How do you balance your family life and business? 

Bianca Whitfield: My daughter is well-known at two of my client sites. When she was constantly sick, I packed her into the car with a trunk full of activities and we went to work together. I also work at bizarre hours so that I can focus on my daughter in the after-school hours. Clients usually get emails from me between 1 and 3 am. I am also building space into my schedule, which was missing before. If Kaiya has an activity at school, I’m always there. Period. I just shuffle my clients accordingly, knowing that I have a day or two that is open. It means so much to her to see her family there for her luau, recital, parade, or whatever the activity is! I would quit my job before I would miss these things! I also make sure she has the opportunity to explore her talents and abilities through lots of extracurricular activities, so I leave client sites early, pick her up, and we head to ballet, tap, soccer, tennis, swimming, etc. Being able to leave client sites early and then pick up on the work later that night has also been beneficial for me personally as I work through my second masters program. I wouldn’t be able to do it on a typical 9 am – ?? pm schedule. 

What was the biggest mistake you made in this business, and what did you learn from it? 

Bianca Whitfield: Pushing things too far. I had established a schedule that worked, but it only worked if NOTHING WENT WRONG. I was teaching, taking classes, working, taking care of my daughter, planning a wedding . . . It was an extremely tight schedule, but I was pulling it off. 
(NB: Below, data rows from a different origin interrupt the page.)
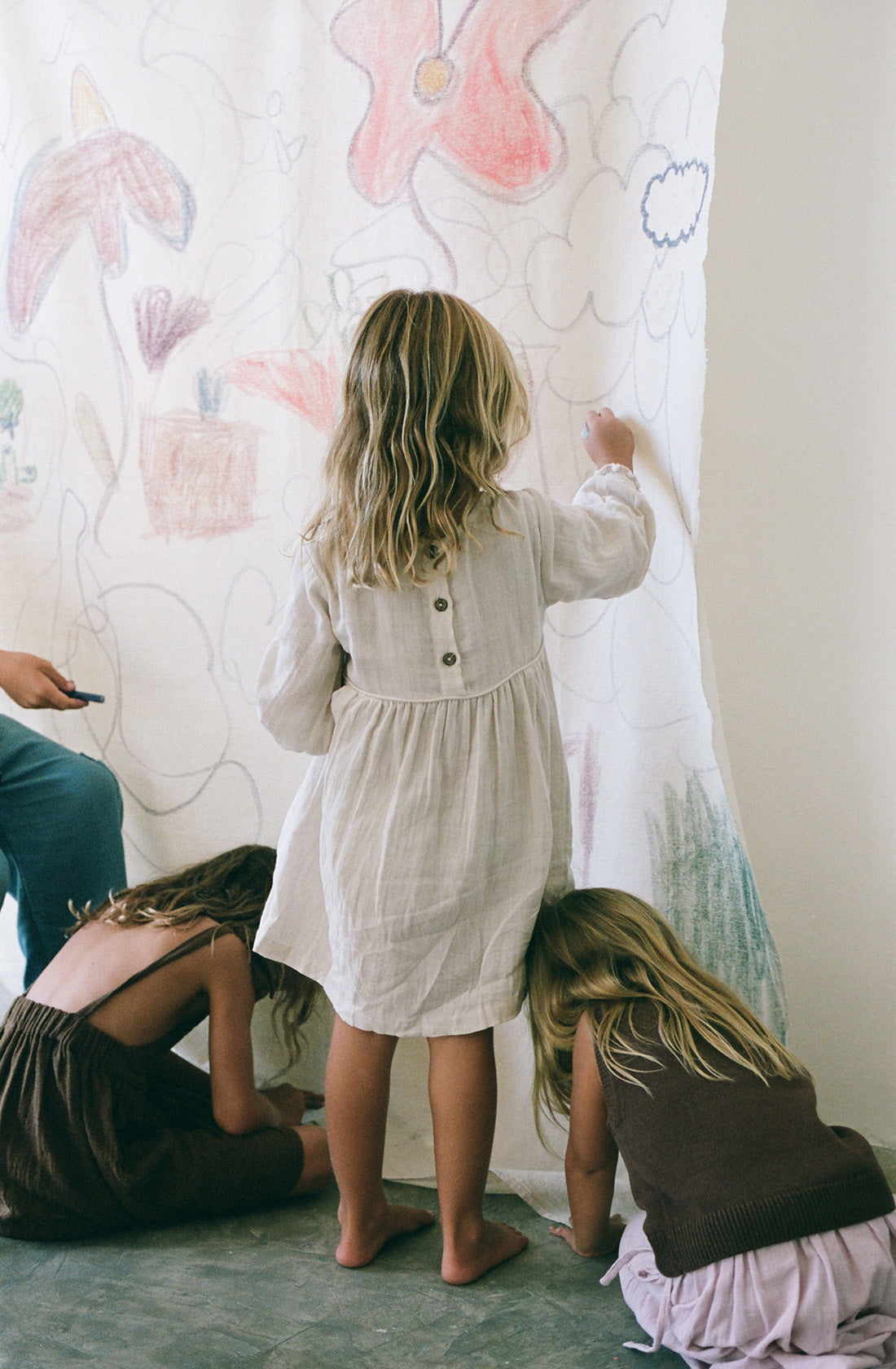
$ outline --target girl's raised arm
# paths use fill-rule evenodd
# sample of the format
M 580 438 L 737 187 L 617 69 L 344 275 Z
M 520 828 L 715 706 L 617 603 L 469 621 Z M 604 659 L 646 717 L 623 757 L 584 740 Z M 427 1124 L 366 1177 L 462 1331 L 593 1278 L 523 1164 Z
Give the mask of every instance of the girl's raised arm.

Until my daughter got sick. Then the whole thing fell apart because I had no leeway, no space, no reserve time to spare. I scaled back, cleared spaces in my schedule, got more hands on deck, and even shed staff who weren’t working efficiently and independently. I have a better sense of what I can do, what I don’t need to do, and who I need on board with me. Though I’m still the face of my business, a lot of the routine processing is now handed off to staff who are trained to handle the work. This frees hours for me to interface with organization’s management team and Boards, meet with clients, analyze and report . . . all of the things I’m really good at but didn’t have time to do. Oh, and maybe even sleep an hour here or there. Maybe. 

What lessons can you share with other women entrepreneurs? 
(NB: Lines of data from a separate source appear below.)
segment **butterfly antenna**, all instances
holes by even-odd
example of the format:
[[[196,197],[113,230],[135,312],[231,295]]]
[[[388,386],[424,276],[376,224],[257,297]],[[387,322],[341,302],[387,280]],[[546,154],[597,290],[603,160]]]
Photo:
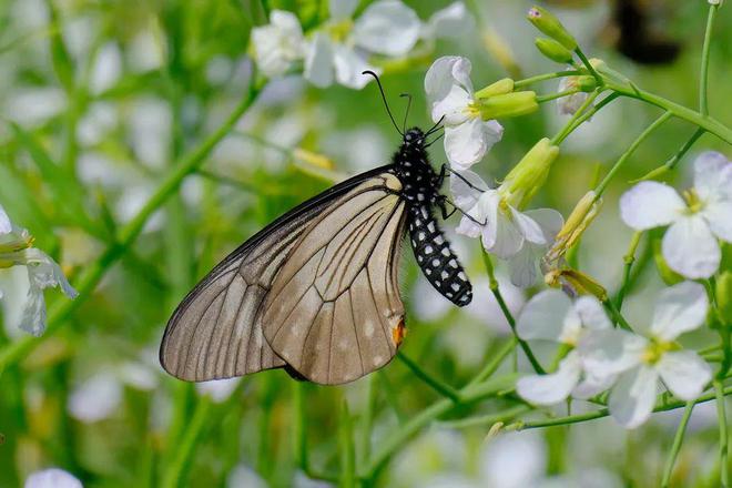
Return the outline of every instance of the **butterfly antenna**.
[[[399,130],[399,126],[397,125],[396,121],[394,120],[394,115],[392,115],[392,110],[389,109],[389,104],[386,101],[386,94],[384,93],[384,87],[382,87],[382,82],[379,81],[378,75],[375,72],[370,71],[370,70],[366,70],[366,71],[362,72],[360,74],[370,74],[372,77],[374,77],[374,80],[376,80],[376,84],[378,84],[378,91],[382,92],[382,100],[384,100],[384,106],[386,106],[386,113],[389,114],[389,119],[392,119],[392,123],[394,124],[394,129],[396,129],[397,132],[399,134],[401,134],[401,136],[404,136],[404,132],[401,132]]]
[[[404,122],[401,123],[401,132],[406,133],[407,132],[407,118],[409,116],[409,109],[411,109],[411,94],[410,93],[401,93],[399,96],[406,96],[407,98],[407,111],[404,113]]]

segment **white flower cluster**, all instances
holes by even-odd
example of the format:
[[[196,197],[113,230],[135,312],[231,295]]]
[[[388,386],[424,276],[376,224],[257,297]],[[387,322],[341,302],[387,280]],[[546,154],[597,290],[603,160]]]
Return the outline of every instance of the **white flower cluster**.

Bianca Whitfield: Be relentless and fearless. When I became a single parent I knew that I had a huge responsibility to care of this little tiny person that depended on me. It lit a fire in me to be the best that I could be, and I haven’t quit striving for that goal yet. Don’t give up and don’t let anyone or anything defeat you. You don’t have to be perfect, you just can’t quit. 

And operate your business on your terms. Know what you want and then structure the business around that vision. The business can start to float away from you if you focus your attention on the endless mountain of client work to be done and not the direction of the business. Take time to implement your vision, and don’t let everyone else tell you what that should be. Advice is great, but it’s your life. If you can’t work on Sunday because you volunteer at your church all day, then don’t work on Sunday. Period. If you need certain skills in an employee, and they don’t meet the standard despite training and effort on your part, then fire them. If you can’t volunteer at the International Women’s Society for the Advancement of International Women’s big gala because you’re exhausted, then you just can’t do it. Don’t kill yourself to meet anyone else’s expectations but your own. It’s your life, and you decide how to live it. You can be miserable at the gala and satisfy someone else, or you can fall asleep on a good movie at home in your bunny slippers and send a gift basket to the award winner the following week.

UPDATE: Bianca Roberson (nee Whitfield) now works as the Chief Financial Officer at Saint Ann’s School in Wilmington, Delaware.